En un artículo de opinión publicado en LA PRENSA el lunes pasado (“Cambio de forma de gobierno y reforma constitucional”), el abogado constitucionalista y ex magistrado de la Corte Suprema de Justicia, Julio Ramón García Vílchez, demostró que para cambiar en forma legal y legítima el sistema de gobierno de Nicaragua, de presidencialista a parlamentario o semiparlamentario, es necesario hacer una reforma total de la Constitución, o sea, convocar a una asamblea constituyente para que redacte y apruebe una nueva Carta Magna. Y para esto se requiere la aprobación de un mínimo de 61 diputados de la Asamblea Nacional.
El ex magistrado García Vílchez sustenta su tesis en una sentencia que la Corte Suprema de Justicia dictó el 8 de mayo de 1995, en la cual dejó establecido que la reforma constitucional “para ser total debería afectar la existencia misma del Estado o la forma de gobierno o su inspiración democrática”. Y es oportuno poner este punto a discusión, ya que la propuesta de reforma constitucional que está planteada públicamente apunta a cambiar el sistema presidencialista de gobierno por otro de carácter parlamentario, para que supuestamente el poder político se divida entre un presidente como jefe de Estado y un primer ministro como jefe del Gobierno.
El que propone tal cambio de sistema de gobierno que afectaría sustancialmente el orden constitucional —como muy bien lo sentenció la Corte Suprema de Justicia y lo ha recordado el ex magistrado García Vílchez—, es el FSLN, pero al parecer todavía no lo ha amarrado o consensuado con su “socio perfecto” para estos menesteres de reformas a la Constitución y repartición del poder, que es obviamente el Partido Liberal Constitucionalista (PLC).
Lo que se ha podido inferir al respecto es que la cúpula del PLC sólo estaría dispuesta a pactar con Daniel Ortega y el FSLN, una reforma constitucional que permita la reelección a quien ya hubiera ejercido la presidencia dos veces, pero no la reelección en períodos consecutivos como quieren los orteguistas. Es decir, que el PLC le daría a Daniel Ortega una reforma constitucional para que se pueda reelegir, pero hasta en el año 2016, no para el período de 2012 a 2017 que supuestamente le correspondería al ex presidente liberal y ex reo Arnoldo Alemán.

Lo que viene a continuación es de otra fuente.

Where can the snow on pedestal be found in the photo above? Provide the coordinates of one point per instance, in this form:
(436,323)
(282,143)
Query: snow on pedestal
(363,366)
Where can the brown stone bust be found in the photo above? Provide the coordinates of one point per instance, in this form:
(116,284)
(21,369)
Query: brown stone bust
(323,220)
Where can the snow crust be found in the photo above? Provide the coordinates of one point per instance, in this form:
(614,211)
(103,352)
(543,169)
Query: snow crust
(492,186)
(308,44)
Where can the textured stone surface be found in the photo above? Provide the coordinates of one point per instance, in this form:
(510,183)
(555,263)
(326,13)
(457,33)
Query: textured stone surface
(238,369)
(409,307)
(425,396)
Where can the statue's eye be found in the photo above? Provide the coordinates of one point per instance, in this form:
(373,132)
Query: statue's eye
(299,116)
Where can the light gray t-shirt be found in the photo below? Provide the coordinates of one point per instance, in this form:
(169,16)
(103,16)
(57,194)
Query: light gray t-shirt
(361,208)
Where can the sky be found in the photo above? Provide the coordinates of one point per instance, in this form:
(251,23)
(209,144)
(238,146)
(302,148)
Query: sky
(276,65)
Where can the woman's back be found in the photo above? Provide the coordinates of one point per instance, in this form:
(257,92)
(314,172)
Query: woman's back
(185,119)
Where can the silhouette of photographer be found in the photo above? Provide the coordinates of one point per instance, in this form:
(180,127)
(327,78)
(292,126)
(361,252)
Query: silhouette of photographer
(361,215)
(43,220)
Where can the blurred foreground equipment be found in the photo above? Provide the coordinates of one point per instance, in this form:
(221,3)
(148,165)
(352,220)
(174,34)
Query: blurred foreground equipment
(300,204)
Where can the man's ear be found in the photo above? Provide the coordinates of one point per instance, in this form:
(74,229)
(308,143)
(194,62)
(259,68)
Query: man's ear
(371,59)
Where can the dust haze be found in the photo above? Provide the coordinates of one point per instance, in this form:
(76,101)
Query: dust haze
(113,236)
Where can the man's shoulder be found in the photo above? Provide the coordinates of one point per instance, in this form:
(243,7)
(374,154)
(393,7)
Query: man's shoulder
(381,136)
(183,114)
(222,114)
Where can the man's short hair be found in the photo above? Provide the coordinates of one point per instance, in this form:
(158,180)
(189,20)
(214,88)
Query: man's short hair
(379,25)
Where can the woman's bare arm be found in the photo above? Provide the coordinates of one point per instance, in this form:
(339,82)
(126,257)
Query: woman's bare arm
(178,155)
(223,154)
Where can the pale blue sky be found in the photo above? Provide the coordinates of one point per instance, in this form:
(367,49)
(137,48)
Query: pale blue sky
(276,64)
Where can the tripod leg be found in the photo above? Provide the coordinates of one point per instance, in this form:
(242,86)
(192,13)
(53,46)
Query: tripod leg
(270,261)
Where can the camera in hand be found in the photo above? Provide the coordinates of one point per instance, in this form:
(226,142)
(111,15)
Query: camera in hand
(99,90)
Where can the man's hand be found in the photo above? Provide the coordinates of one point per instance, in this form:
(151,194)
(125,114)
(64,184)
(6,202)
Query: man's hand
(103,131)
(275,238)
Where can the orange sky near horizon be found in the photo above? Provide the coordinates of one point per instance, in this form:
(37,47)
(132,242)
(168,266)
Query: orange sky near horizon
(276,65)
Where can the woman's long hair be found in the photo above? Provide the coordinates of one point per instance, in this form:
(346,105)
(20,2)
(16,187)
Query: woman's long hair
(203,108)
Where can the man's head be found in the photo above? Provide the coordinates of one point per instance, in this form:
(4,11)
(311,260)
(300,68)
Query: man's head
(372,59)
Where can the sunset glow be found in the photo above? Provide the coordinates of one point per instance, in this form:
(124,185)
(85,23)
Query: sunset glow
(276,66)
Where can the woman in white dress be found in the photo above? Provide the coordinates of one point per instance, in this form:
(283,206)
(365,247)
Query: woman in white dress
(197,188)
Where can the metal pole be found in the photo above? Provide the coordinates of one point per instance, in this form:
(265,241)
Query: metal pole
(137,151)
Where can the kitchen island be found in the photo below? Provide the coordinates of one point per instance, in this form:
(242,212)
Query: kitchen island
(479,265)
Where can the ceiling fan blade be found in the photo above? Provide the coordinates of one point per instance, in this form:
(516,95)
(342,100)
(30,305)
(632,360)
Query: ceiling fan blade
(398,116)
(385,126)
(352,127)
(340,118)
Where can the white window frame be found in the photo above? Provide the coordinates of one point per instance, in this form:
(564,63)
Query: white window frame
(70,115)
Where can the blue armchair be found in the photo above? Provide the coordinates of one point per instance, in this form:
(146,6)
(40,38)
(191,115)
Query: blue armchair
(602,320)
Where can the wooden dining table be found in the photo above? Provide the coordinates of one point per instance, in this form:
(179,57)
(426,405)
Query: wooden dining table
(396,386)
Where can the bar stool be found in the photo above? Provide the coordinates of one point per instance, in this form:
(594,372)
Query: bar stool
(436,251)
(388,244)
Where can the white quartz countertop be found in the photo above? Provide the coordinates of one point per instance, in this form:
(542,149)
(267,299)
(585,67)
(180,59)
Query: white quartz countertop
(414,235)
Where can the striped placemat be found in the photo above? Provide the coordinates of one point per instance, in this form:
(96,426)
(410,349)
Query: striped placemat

Como se sabe, en lo que se refiere a reelección presidencial la Constitución de Nicaragua contiene dos prohibiciones expresas, ambas en el artículo 147. Una es la de que nadie puede ser Presidente en dos períodos consecutivos. Y la otra, que quien ya fue presidente dos veces no puede volver a ser nunca más. Esta segunda prohibición es la que el PLC estaría dispuesto a aceptar que se suprima de la Constitución, manteniendo sin embargo la prohibición de la reelección en períodos consecutivos, para que Daniel Ortega no pueda ser candidato en el 2011 y Arnoldo Alemán tenga la posibilidad de cumplir su gran sueño de volver a ser Presidente de Nicaragua.
Por otra parte, hasta donde se ha podido saber no todos los diputados del PLC estarían dispuestos a aprobar una reforma constitucional para permitir la reelección presidencial en cualquier forma, ni para cambiar el sistema de gobierno de presidencialista a parlamentario o semi parlamentario. Pero eso no significa que no se pueda aprobar la reforma constitucional, pues el FSLN, a pesar de que sólo tiene 38 diputados propios y se necesitan 56 para aprobar la reforma constitucional parcial, con los diputados independientes y los “disidentes” o “resentidos” de la oposición, de hecho ya tiene asegurados los votos indispensables. Y si todavía no los tiene, le faltan muy pocos para conseguirlos.
Tampoco hay que perder de vista que el FSLN y sus aliados parlamentarios podrían hacer pasar como reforma constitucional parcial un cambio de sistema de gobierno, pues aunque la Corte sentenció que para eso se necesitaría aprobar una nueva constitución, Daniel Ortega y el FSLN son capaces de hacer cualquier barbaridad jurídica o política. Hay que estar claros de que detrás de la reforma constitucional está el objetivo de imponer “legalmente” un régimen totalitario para siempre, lo que significaría terminar con la democracia y la libertad de todos los nicaragüenses, inclusive de los tontos útiles e inútiles, de los compañeros de viaje y los demócratas vendidos y resentidos. Quien no quiera creerlo que recuerde lo que ocurrió en Nicaragua en los años ochenta, o que vea lo que está ocurriendo ahora en Venezuela.